From the landscape to the doorknob. For Horma, the Spanish studio behind Casa DM, each residential project is a holistic exercise that encompasses both the grand scheme and the smallest detail. That explains why Casa DM feels like a thoughtful assemblage, with curved volumes meeting straight edges and off-white lime facades contrasting with tile grids in terracotta hues.
This particular finish is exemplary of the studio’s overall approach: “The exterior tile interests us for the colour, texture and relationship with the landscape.
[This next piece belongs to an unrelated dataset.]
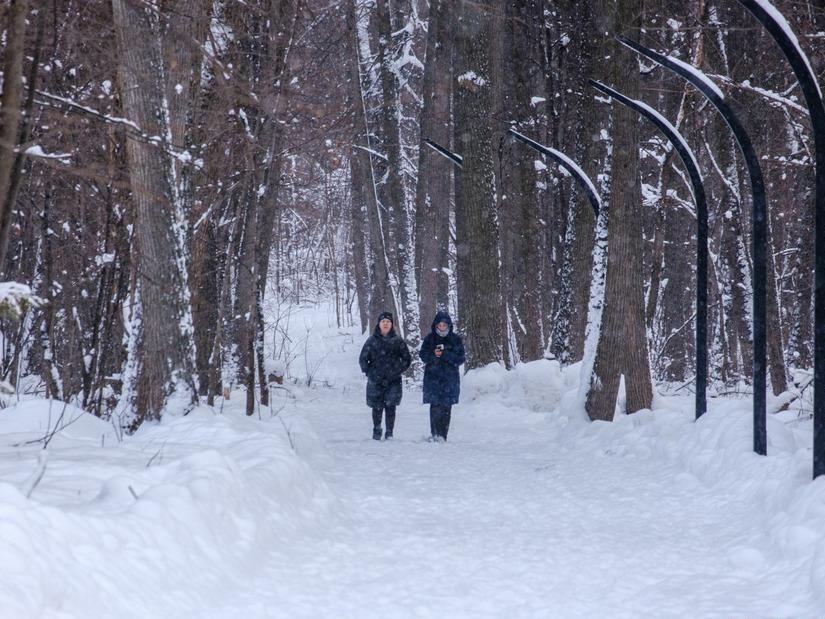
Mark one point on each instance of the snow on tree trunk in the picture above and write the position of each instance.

Since it’s the opposite of green, it highlights the greenery around,” says Nacho Juan, one of Horma’s three founders. “But it also has a constructive side that demands precision: It gives us a small metric to measure something very large.”
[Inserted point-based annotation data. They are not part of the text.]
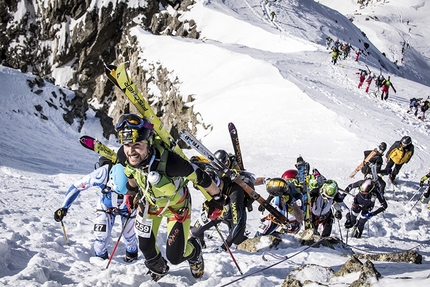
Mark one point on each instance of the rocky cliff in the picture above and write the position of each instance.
(80, 36)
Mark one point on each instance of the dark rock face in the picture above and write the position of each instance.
(74, 34)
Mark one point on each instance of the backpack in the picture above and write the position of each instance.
(366, 169)
(103, 161)
(379, 80)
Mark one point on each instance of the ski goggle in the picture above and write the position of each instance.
(132, 121)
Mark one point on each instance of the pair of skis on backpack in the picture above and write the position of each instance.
(118, 75)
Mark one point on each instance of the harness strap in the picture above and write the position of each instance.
(183, 213)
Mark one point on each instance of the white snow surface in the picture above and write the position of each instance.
(286, 99)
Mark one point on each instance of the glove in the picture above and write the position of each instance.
(215, 206)
(261, 208)
(221, 249)
(59, 214)
(348, 188)
(129, 202)
(369, 215)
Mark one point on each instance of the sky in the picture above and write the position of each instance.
(275, 81)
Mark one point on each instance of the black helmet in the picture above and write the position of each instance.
(382, 147)
(406, 140)
(223, 156)
(367, 186)
(214, 176)
(131, 128)
(277, 187)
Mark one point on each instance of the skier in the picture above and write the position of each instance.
(328, 41)
(362, 73)
(335, 54)
(357, 54)
(414, 103)
(385, 88)
(346, 48)
(426, 194)
(424, 107)
(373, 168)
(285, 200)
(363, 204)
(112, 203)
(322, 200)
(230, 161)
(233, 215)
(158, 177)
(399, 153)
(369, 79)
(378, 82)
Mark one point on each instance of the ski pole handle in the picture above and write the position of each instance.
(64, 232)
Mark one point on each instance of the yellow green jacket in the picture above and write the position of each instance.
(399, 154)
On a broader scale, the long and linear 500-square-metre home, built for a couple with two children in a single-family-home enclave of Puerto de Sagunto, near Valencia, appears different from its various angles. It takes on the peaked roof of a traditional abode at its east-side entrance — where expanses of sliding glass open it up to the outdoor pool — while its opposite end exudes po-mo-by-way-of-Spain. Since the clients wanted to live on one floor, the architects planned all the spaces, both private and communal, on the main level, with programs like the living room and kitchen gathered toward the east and the three bedrooms spread out toward the west.
Later on, they decided to add an upstairs guest floor with two bedrooms and a study, and then a basement for activities: a cinema, a small heated swimming pool and an area for games or parties. The interior details balance an eclectic style with a refined sensibility. The terrazzo flooring is embedded with small stones that match the rusty red of the exterior. The home’s furniture, both specified and bespoke, also picks up this accent, from the dining room’s Marset lights to the kitchen’s 1970s-esque curvy island, which is crafted from a deep-toned cherrywood that brings out the light maple cabinets. Rather than levers (the firm eschewed hardware wherever possible, except for the statement doorknob at the main entrance), a repeating circular handle is cut into much of the millwork, one that echoes the home’s motif of shape and void.
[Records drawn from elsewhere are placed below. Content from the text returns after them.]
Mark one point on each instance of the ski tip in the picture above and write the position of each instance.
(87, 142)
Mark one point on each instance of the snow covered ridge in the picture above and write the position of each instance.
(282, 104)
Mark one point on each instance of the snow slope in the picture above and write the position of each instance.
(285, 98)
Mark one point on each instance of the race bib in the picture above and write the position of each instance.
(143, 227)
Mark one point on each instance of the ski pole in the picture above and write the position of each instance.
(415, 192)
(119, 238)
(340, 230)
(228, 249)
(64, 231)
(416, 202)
Expressive gestures inside and out connect enclosed volumes and wide-open spaces. One of the major features is a courtyard staircase, which leads from the main level to the basement pool and is wrapped in a metal-mesh cylinder. The decision was born of pragmatism — the clients were afraid the stair would otherwise be unsafe for their kids — but the result is sculptural.
The lines between interior and exterior are further blurred by the numerous entry points, many of them automatic sliding doors with tinted glass that’s reflective on the outside for privacy. “We have a special way of understanding the program by the transitions in the entrances,” explains Juan. This desire to bring the outdoors in also applies to the opaque back facade: It all but blocks out views of the surrounding buildings, which constituted an eyesore, but still lets in light via a narrow skylight.
A small studio led by three partners — Juan founded it with Clara Cantó and José Iborra — Horma is named after the Spanish word for shoe last. “It’s the thing that gives shape but then disappears,” Juan explains. Across their portfolio, common characteristics emerge, including clean lines, a playful use of geometry, warm materials like bricks and tiles, and a touch of the modern Mediterranean movement — they love the work of Spanish architects of the 1960s, like José Antonio Coderch de Sentmenat, Josep Lluís Sert and Antoni Bonet i Castellana.
While they align themselves with these stars, their beginnings were humble: Opened in 2012, the studio could at first only nail small-budget home renovations. But it was through these projects that they dreamed big. “It allowed us to dedicate a lot of time to very small things, which we studied in great detail,” says Juan. “This generated a way of proceeding that we never abandoned — and that has become what distinguishes us. We dedicate to each project the same attention and affection that we had at the beginning, even if we have changed the scale.”
Spain’s Horma Estudio crafts an expressive home that contrasts shapes, textures and tones at every angle.